Fixed retainers: are they worth the hassle?

Saba Qureshi discusses the benefits and potential pitfalls of braces, and whether she believes they're worth the effort.

Saba Qureshi explains the benefits and potential problems of braces and whether she believes they’re worth the effort.

It never ceases to amaze me how much orthodontic appliances, whether fixed or removable, can change a smile. We can place the teeth more or less where we want, within biological limits and of course. But keeping them there is another matter…

Once active treatment ends, the battle against relapse begins as we enter the maintenance phase, forever chasing the elusive entity that is long-term stability.

The waters are pretty muddy when it comes to retention. Rather than a professional consensus regarding the ideal maintenance regimen, through experience, trial and error, most physicians formulate what works best for them and their patients.

Most orthodontic patients will have a combination of fixed and removable braces.

While removable braces are fairly easy (as long as they are worn), fixed braces can be somewhat problematic.

Fixed retainers were first introduced in the 1970s, usually consisting of a round or rectangular blue elgiloy stainless steel wire bonded only to the lingual surfaces of dogs.

While there have been several generations of fixed braces over the years, they all still come with the same baggage.

Problems related to fixed braces

Placing

Fitting fixed braces is not for the faint of heart. You have to fight against the patient’s tongue and soft tissues while maintaining excellent moisture control.

Visibility and access can also cause problems, especially when dealing with retroclined lower incisors. Fixed upper retainers should ideally be positioned to avoid occlusal interference.

Oral hygiene

Studies have shown that fixed braces often cause increased plaque and tartar build-up.

Failure

There are several types of associated bearing failure.

Bonding interface failure ranges from 3.5 to 53%, and is greater in the maxillary arch when compared to the mandibular.

Metal fatigue can occur with long-term wear of the retainer resulting in fracture along the length of the retainer without detaching from the tooth surface.

Most failures occur within the first two years after deployment.

distortions

Sudden torque movements can lead to tooth displacement or dehiscence.

design

The failure rate of fixed retainers attached to six lower front teeth is much lower at 9 to 14% than for those attached to lower canines alone, which is reported to be 13 to 37.7%.

So how do we address these issues to provide better outcomes for our patients?

settlement

Placing

Many find that using aids such as page pullers and lab-made tools help place the aid. Others use a combination of floss and orthodontic elastic to hold the retainer in place while the adhesive is placed.

Oral hygiene

Patients should be shown how to supplement their regular oral hygiene routine with small-diameter interdental brushes or Superfloss for interproximal cleaning. This reduces the build-up of plaque and, ultimately, stones in this region.

I often tell patients that excellent oral hygiene is a prerequisite for fixed braces.

Failure

Patients’ suitability for fixed braces should be carefully considered; the care they took with their braces/liners can be a useful indicator.

Instructions should be given to avoid biting hard foods with front teeth. Obviously, occlusal cleaning should be included in treatment plans where fixed upper retainers are considered necessary.

distortions

Make sure fixed braces are passive when fitted, give patients clear care instructions for the attached brace, and consider the best materials for each case.

My brace brace is Ortho-flextech which does not accept active bends.

design

If fixed retainers are required, aim for designs with the lowest failure rate by bonding to all teeth behind which the fixed retainer will be placed.

Are fixed retainers worth the effort?

Given the high failure rate and complexity of fitting and maintaining fixed braces, do I think it’s worth the effort?

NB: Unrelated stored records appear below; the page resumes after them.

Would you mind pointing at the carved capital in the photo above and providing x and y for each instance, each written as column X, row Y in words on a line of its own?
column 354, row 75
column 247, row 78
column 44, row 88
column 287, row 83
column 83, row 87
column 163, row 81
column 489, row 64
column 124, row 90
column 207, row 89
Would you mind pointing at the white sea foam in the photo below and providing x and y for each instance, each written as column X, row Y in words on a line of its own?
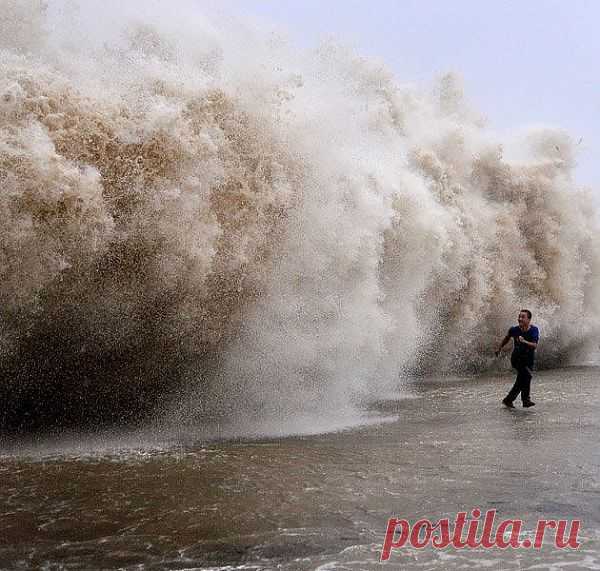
column 294, row 230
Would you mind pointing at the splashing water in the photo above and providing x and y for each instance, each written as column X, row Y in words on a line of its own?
column 187, row 201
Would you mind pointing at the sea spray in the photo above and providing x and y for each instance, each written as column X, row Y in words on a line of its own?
column 187, row 201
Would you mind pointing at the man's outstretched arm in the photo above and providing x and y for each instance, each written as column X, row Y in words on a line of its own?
column 504, row 342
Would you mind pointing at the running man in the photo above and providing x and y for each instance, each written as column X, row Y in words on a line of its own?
column 525, row 337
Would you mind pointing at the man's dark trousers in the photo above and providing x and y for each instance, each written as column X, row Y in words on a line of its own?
column 523, row 381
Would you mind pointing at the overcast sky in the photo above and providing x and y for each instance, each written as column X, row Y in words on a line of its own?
column 526, row 62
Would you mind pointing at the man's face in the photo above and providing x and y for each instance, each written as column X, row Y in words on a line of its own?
column 523, row 319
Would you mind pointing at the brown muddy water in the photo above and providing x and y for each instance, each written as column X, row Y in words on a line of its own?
column 142, row 501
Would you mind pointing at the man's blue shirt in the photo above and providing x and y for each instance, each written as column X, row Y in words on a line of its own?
column 524, row 354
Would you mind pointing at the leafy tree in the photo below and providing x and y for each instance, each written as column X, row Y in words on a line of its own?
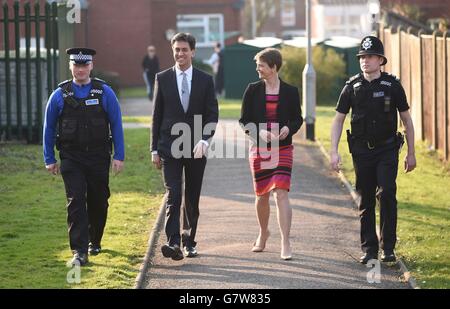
column 329, row 67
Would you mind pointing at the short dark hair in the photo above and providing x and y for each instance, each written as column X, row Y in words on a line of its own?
column 271, row 56
column 184, row 37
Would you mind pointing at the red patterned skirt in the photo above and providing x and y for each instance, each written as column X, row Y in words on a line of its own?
column 271, row 168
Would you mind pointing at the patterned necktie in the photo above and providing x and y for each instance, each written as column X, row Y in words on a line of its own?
column 184, row 93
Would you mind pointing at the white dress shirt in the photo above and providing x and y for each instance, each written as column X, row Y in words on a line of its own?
column 180, row 79
column 179, row 75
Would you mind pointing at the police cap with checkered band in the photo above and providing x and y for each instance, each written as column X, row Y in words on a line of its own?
column 80, row 55
column 371, row 45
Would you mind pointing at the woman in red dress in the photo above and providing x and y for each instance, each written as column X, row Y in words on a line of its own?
column 270, row 115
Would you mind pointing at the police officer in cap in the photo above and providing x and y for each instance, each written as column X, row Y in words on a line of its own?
column 83, row 120
column 374, row 98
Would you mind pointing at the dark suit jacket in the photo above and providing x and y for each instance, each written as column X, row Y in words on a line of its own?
column 167, row 109
column 253, row 110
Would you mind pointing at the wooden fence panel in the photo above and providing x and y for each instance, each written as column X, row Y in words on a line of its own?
column 415, row 100
column 440, row 95
column 395, row 54
column 405, row 67
column 447, row 152
column 427, row 88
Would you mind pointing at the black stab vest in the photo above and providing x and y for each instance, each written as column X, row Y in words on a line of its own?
column 83, row 124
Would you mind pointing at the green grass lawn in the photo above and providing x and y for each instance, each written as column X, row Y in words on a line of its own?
column 137, row 119
column 33, row 233
column 423, row 208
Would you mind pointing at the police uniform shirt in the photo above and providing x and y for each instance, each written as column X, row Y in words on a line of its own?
column 375, row 88
column 55, row 107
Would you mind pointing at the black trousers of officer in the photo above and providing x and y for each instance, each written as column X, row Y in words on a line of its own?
column 172, row 170
column 376, row 173
column 86, row 179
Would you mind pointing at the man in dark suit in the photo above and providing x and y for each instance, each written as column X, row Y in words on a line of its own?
column 185, row 114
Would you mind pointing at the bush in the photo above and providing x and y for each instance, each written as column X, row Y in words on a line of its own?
column 329, row 67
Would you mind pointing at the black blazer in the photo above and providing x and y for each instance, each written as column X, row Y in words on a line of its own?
column 167, row 109
column 253, row 110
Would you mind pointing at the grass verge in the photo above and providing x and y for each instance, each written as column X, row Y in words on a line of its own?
column 33, row 233
column 423, row 207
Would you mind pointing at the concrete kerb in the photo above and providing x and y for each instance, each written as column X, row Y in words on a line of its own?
column 402, row 267
column 152, row 243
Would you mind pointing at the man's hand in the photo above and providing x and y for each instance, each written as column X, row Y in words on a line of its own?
column 267, row 136
column 284, row 132
column 117, row 166
column 53, row 168
column 410, row 162
column 199, row 150
column 156, row 160
column 335, row 161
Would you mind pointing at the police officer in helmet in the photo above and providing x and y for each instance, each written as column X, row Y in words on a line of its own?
column 374, row 98
column 83, row 120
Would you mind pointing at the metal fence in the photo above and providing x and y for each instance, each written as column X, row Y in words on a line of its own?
column 422, row 62
column 28, row 67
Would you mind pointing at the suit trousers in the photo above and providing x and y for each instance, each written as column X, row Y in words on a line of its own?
column 172, row 170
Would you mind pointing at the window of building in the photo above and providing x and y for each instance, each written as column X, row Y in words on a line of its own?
column 207, row 29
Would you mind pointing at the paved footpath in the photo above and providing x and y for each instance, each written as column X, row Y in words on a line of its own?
column 324, row 235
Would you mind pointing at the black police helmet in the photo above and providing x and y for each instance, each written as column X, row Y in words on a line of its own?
column 80, row 55
column 371, row 45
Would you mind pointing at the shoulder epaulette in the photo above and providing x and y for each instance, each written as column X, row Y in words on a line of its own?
column 100, row 80
column 353, row 78
column 392, row 76
column 64, row 83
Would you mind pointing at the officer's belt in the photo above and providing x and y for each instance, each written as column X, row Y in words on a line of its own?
column 373, row 145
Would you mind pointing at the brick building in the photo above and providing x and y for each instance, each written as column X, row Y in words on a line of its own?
column 121, row 30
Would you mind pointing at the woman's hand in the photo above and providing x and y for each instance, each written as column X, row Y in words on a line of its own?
column 284, row 132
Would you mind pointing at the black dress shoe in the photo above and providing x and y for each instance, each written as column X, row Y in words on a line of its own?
column 79, row 259
column 94, row 249
column 388, row 256
column 367, row 257
column 190, row 251
column 173, row 252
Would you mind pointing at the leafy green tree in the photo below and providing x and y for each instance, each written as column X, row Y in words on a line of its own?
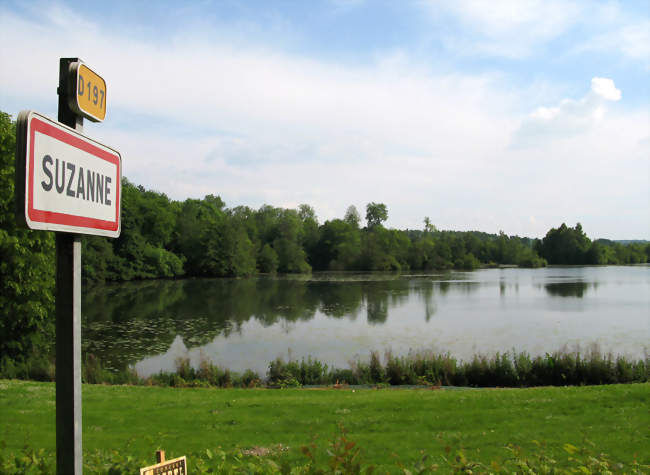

In some cases, of course. I feel that patients with moderate diastemas, rotations, and severely displaced lower incisors benefit from fixed braces, and I still offer them in these scenarios.

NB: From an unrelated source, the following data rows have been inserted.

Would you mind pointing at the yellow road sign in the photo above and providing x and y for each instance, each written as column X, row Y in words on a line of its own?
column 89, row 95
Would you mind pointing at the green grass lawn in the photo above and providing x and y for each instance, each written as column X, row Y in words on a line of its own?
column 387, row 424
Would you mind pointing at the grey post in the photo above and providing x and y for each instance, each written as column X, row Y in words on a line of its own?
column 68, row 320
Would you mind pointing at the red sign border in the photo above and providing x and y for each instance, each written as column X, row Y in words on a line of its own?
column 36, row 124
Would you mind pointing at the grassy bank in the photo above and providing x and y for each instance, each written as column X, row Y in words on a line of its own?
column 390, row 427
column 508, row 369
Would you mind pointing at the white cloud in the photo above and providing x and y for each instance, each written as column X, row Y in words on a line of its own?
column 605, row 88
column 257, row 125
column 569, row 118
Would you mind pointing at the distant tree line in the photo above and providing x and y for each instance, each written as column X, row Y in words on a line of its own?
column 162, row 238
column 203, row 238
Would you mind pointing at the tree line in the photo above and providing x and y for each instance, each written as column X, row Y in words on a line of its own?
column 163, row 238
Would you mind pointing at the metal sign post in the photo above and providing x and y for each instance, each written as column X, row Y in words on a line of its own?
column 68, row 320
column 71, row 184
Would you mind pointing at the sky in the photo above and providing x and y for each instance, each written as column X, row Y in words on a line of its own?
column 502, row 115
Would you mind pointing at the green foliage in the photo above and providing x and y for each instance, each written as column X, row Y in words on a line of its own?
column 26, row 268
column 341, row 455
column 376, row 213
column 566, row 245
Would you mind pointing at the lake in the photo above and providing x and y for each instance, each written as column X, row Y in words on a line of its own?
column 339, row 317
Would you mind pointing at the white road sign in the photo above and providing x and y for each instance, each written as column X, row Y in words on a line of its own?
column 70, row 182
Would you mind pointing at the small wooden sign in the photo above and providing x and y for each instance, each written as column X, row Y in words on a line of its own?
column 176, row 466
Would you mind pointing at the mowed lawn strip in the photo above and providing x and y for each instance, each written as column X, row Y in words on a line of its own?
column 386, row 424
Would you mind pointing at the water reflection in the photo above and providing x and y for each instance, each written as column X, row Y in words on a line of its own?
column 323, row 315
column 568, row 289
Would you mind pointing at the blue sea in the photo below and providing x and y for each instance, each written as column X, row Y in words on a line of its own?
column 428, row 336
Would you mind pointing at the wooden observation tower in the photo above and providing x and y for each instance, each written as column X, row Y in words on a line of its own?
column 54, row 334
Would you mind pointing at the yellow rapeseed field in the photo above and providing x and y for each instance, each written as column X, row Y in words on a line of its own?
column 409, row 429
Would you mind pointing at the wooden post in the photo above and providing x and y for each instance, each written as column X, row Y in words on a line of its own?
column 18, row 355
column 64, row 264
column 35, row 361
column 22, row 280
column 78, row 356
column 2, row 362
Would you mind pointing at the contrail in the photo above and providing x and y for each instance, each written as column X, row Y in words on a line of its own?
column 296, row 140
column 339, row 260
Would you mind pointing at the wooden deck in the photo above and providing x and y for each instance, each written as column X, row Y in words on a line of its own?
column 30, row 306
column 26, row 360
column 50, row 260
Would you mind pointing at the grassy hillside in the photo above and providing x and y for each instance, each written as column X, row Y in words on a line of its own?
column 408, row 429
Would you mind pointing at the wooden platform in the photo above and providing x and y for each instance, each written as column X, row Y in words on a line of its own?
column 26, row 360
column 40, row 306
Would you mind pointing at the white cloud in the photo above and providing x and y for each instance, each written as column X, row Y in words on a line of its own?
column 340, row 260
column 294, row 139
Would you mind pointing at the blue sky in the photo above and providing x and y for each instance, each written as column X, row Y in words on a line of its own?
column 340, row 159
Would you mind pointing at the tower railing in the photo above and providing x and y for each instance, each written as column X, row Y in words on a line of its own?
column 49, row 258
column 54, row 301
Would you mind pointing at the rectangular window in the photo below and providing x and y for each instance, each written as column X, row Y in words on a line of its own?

But I carefully monitor my patients throughout their treatment regarding their suitability for fixed braces and they are informed at their initial consultation of certain criteria that must be met before they are fitted.

This provides complete clarity on the pros and cons of fixed braces, and the work required to maintain them. This allows patients to make an informed decision about whether a fixed brace is something they want to commit to.